Osman Hamdi Bey, birçok oryantalist ressam gibi beğendiği bu tabloyu bir kez daha çizmiştir. Bu eserinde Osmanlı'daki bürokrasinin ne kadar ağır işlediğini anlatmaya çalışır. Dolayısıyla eserin ana teması toplum ve yönetim eleştirisi olmuştur.
Tablo bize ne anlatıyor?
Tabloda gördüğümüz erkek figürü Osman Hamdi Bey'dir. Üzerinde derviş kaftanı olan, sakallı, kambur yaşlı bir adam bir adam bakımsız bir odada, marul yiyen kaplumbağalara bakarken görürüz. Bu adamın yaşlı fakat aynı zamanda yorgun bir görüntüsü vardır.
Sırtında bir nakkare, ellerini arkasında kavuşturmuş, bir neyi tutuyor. Nekkare Mevlevî musikisinin temel çalgılarından birisidir. Ney ise Mevlânâ'nın Mesnevi'nin başında geçen denli bir müzik aletidir: "Dinle ki, neyden şikâyet ediyor; ayrılıkları hikâye ediyor..." Ney huzurdur, sabırdır...
Zeminde ise toplamda beş kaplumbağa var ve kaplumbağaları, nakkare çalarak ve ney üfleyerek terbiye etmeye çalıştığını görüyoruz.
Neden kaplumbağalar?
Lâle Devrindeki Sadabad eğlenceleri sırasında, hava karardıktan sonra sırtlarına mum dikilerek serbest bırakılan kaplumbağalar olduğu öne sürülmüştür. Sarayda birçok görevde bulunan Osman Hamdi Bey, tabloda kendini terbiyeci, kendisine uyum gösteremeyen astlarını ise marula ulaşmaya çalışan kaplumbağalar olarak göstererek, onları hicvetmektedir.

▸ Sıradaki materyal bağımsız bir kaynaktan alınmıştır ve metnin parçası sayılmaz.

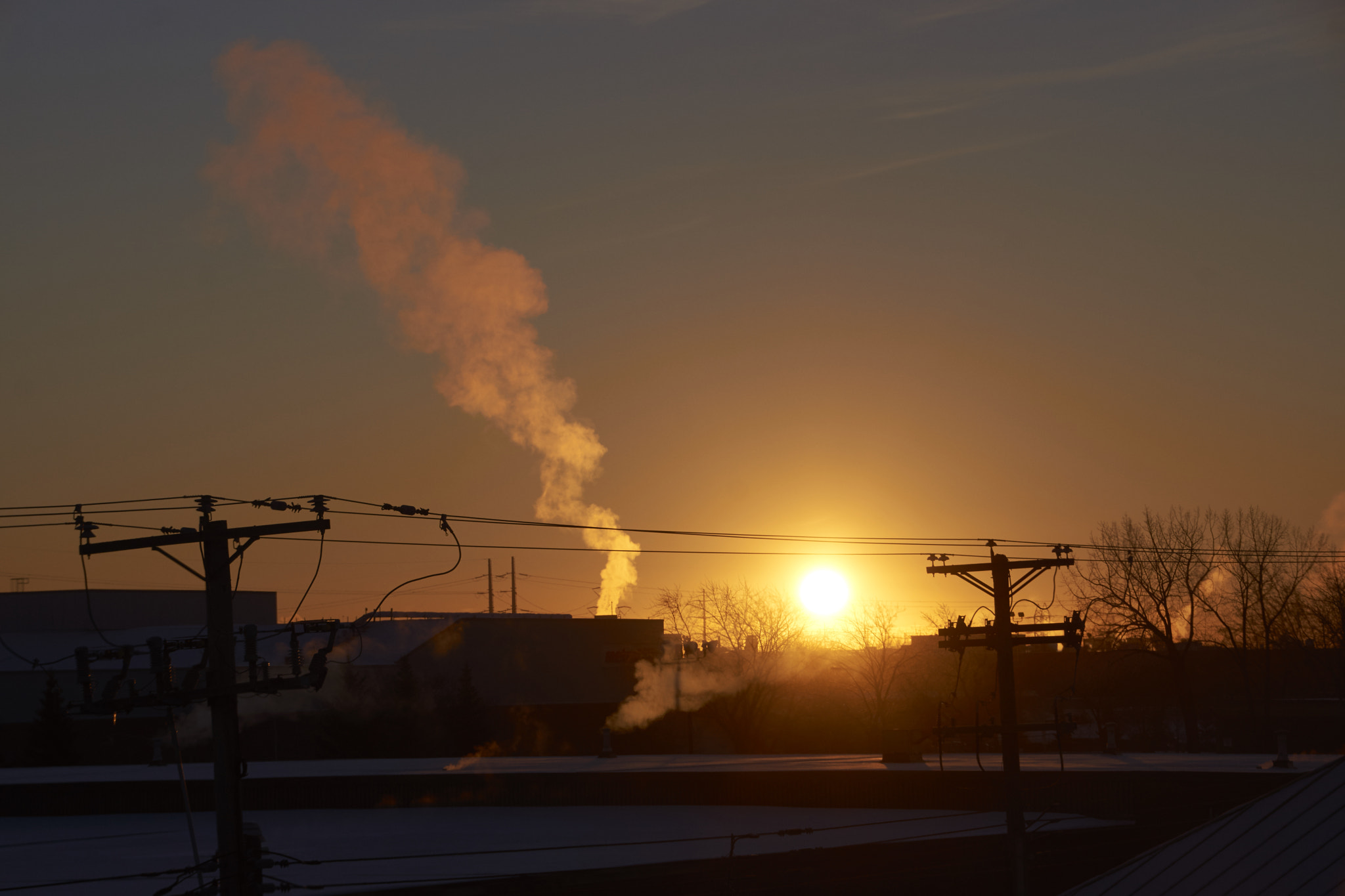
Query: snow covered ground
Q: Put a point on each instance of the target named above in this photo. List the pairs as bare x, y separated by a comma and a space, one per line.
42, 851
671, 763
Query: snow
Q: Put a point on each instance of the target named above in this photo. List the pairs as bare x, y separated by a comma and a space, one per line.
39, 851
1285, 843
665, 763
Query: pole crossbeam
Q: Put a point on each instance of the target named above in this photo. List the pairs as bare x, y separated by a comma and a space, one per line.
988, 731
237, 872
192, 536
1002, 636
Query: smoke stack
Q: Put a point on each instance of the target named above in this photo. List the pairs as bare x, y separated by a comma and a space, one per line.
314, 164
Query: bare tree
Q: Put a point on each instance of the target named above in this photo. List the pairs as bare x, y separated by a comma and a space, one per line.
753, 629
1143, 586
872, 656
1258, 601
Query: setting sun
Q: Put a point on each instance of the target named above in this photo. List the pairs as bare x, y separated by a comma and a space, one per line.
825, 593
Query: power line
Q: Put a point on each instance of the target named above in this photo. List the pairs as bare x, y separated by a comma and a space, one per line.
535, 547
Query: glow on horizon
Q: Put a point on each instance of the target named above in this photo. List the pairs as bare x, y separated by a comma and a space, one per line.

Amerikan Gotiği - Grant Wood
Bugüne kadar en çok parodisi yapılmış olan bu tabloya baktığımızda kapıldığınız ilk his bu insanların karı koca olduğudur. Ancak Wood, bu ikiliyi evli bir çift değil, bir baba-kız olduğunu belirtir. İki figür de 19. yüzyıl Amerikan kıyafetleri içindedir. Mistik bir atmosfer içinde gotik bir pencerenin önünde duran bu insanlar, Wood'un kız kardeşini ve onun diş doktorunu temsil eder. İlk başta annesini model almak istemiş ama bu durum annesini strese sokacağı için vazgeçmiştir.
Wood, çok beğendiği bu evi ve içinde yaşamasını hayal ettiği insanları resmetmiştir. Tamamen estetik kaygıyla yapılmıştır. Kısa bir süre içinde tanınan bu eser Amerika'nın simgesi haline geldi.
"Verebileceğim tek şey tablolarım, onlar olmadan ben bir hiçim."
"Bir gün iki arkadaşımla yolda yürüyordum ve güneş batmak üzereydi. Birden gökyüzü kan kırmızı oluverdi. Durup köprünün demirlerine yaslandım. Konuşamayacak kadar yorgun hissettim o an. Kırmızının tonları mavi ve siyah karışımı fiyordu dolduruyordu. Arkadaşlarım yürümeye devam ettiler, ancak ben olduğum yerde kalakaldım. O anda doğanın inanılmaz bir sesle çığlık attığını duydum."
Norveçli ressam Edvard Munch, bu resmi ilk kez 1893 yılında çizdiği eserde psikolojik acıyı çağrıştırdığı yadsınamaz bir hakikattir. Munch'un insanın varoluşsal ızdıraplarını anlattığı eserde, sarı turuncu, kırmızı dolu bir gökyüzünün altında, hem kadına hem erkeğe benzeyen, gözleri fal taşı gibi açılmış, kan donduran bir çığlık patlatan bir insan tasviri görürüz.
5 farklı çığlık
Bu çığlıklar ressamın, "doğanın çığlığını" duyduğunu ifade etmektedir. Ayrıca eser 119 milyon 922 bin 500 dolara satılarak müzayede yoluyla satılan en pahalı eser olarak tarihe geçmiştir.
Tablo 1984 yılında çalındı
Kış Olimpiyatları sırasında, Oslo'daki müzeye giren hırsızlar, "zayıf güvenlik önlemleriniz için teşekkürler" yazan bir not ile tabloyu çaldılar.